Von dem Vorstand eines Unternehmens mit mehr als 600.000 Mitarbeitern hätte man eigentlich mehr erwartet. So machte er dann folgende Aussagen:

  • Auch 14 Monate nach dem Bekanntwerden konnte er noch keine klaren Angaben zu den Verantwortlichen für Dieselgate machen.
  • Angeblich hat er Winterkorn nicht mit Mitgliedern der Bundesregierung über die Stickoxid-Emissionen gesprochen.
  • Er kennt sich angeblich auch nicht mit der Motorsoftware aus.
  • Oliver Klare von der SPD rechnet ihm vor, dass der Tank für AdBlue nur für etwa 5.000 Kilometer reiche. Die Serviceintervalle hätten jedoch bei 30.000 km gelegen. Der Perfektionist Winterkorn kannte diese Thematik nicht.
  • Über die Begriffe „Akustikfunktion“ und „Thermofenster“ habe er erstmals in der Zeitung etwas erfahren. Sonst sei die Akustik eines Diesels aber immer ein Thema bei der Motorenentwicklung.
  • Herr Winterkorn hat angeblich in den letzten anderthalb Jahren viel über die Rechtmäßigkeit von Abschalteinrichtungen erfahren. Er wollte aber nicht sagen, ab wann ihm die Illegalität bewusst gewesen sei.
  • Recall von 500.000 Fahrzeugen in den USA: Er hat sich damit nicht befasst, weil es dabei nur um Software und 20 Millionen Euro ging. VW habe 600.000 Mitarbeiter. Wenn ihm einer sage, die Sache sei erledigt, glaubt er das. Es blieb auf intensive Nachfragen der Ausschussmitglieder auch offen, in welchem Umfang er seinen damaligen Aufsichtsratschef, Herrn Prof. Dr. Ferdinand Karl Piëch die hier bestehenden Risiken besprochen hat.
  • An einer Stelle schaltete sich sein Rechtsanwalt sein. Es ging um eigene Studien und die Nacharbeit der Studie der ICCT. Der Rechtanwalt legte Wert darauf, dass Herrn Winterkorn nicht bekannt sei, ob so etwas gemacht wurde. Er hätte nicht gesagt, hier sei nichts gemacht worden. Man darf gespannt sein, was die Staatsanwaltschaft in Braunschweig dazu einmal sagen wird. Herr Winterkorn sah hier jedenfalls zunächst nur Messfehler bei ICCT.

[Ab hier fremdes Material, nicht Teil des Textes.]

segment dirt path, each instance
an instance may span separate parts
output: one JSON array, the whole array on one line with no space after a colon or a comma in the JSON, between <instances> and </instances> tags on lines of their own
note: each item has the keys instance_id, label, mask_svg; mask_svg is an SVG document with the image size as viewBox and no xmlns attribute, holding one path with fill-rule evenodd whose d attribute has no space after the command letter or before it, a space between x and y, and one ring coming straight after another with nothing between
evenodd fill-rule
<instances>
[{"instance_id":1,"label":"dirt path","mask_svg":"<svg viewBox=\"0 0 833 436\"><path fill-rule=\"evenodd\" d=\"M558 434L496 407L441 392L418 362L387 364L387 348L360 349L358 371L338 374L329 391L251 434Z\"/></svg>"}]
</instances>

  • Auch die Angaben zur Zusammenarbeit mit dem Kraftfahrtbundesamt, den Bundesverkehrsministern und der Bundeskanzlerin blieben vage. Er habe nur über grundsätzliche Entwicklungen gesprochen und konnte sich nicht erklären, warum Frau Merkel bei einem Besuch in Kalifornien vor allem bei der Umweltbehörde das Thema Grenzwerte so deutlich angesprochen habe.
  • Auf Vorhalt des Vorsitzenden des Untersuchungsausschusses hatte er auch zu diesen Punkten keine Kenntnisse:
    • Nach einem Bericht der Tagesschau gab es schon im Jahr 2006 Kenntnisse im Vorstand.
    • In den USA hat VW ein eigenes Testlabor. Herr Winterkorn will von dort bestehenden Problemen nichts erfahren haben.
    • Er hat sich auch nicht mit der Frage befasst, dass die Grenzwerte nur schwer zu erreichen wären.
  • Mehrfach ging es auch um den Inhalt seiner Gespräche mit dem damaligen Vorsitzenden des Aufsichtsrats, Herrn Prof. Dr. Ferdinand Karl Piëch zum Beispiel im Zusammenhang mit dem Recall in den USA. Auch hier hatte Herr Prof. Dr. Winterkorn keine Erinnerungen.
  • Die Werbeauftritte „Clean Diesel“ in den USA liefen angeblich nicht über seinen Schreibtisch.
  • Er ist sich aber sicher, dass der Begriff „Defeat Device“ nicht vor 2015 gefallen ist. Bei dieser Feststellung blieb er auch auf den Vorhalt, dass es schon 2000 Beiträge in Fachzeitschriften gab und seit 2007 Normen der EU. Für ihn sei es ein juristisches Thema.
  • Für die Niederlande habe er mal die Entwicklung eines VW Polo mit Dieselmotor gestoppt, weil der Grenzwert geringfügig überschritten wurde. Er konnte dem Ausschuss aber nicht erklären, warum er sich so intensiv mit den Verhältnissen in den Niederlanden befasst habe, nicht aber in den USA und anderen größeren Märkten.
  • Von den Problemen beim EA 288 habe er am Sonntag, den 20. September 2015 erfahren.
  • Mit den rechtlichen Rahmenbedingungen und der Lobbyarbeit im Zusammenhang mit Abgasen hat er sich angeblich nie so genau befasst.

Selbstbewußt und ohne jegliches Schuldgefühl spricht Martin Winterkorn von „ihm und seinem Team“. Schade für die Aktionäre daß auch das Team ahnungslos gewesen zu sein scheint.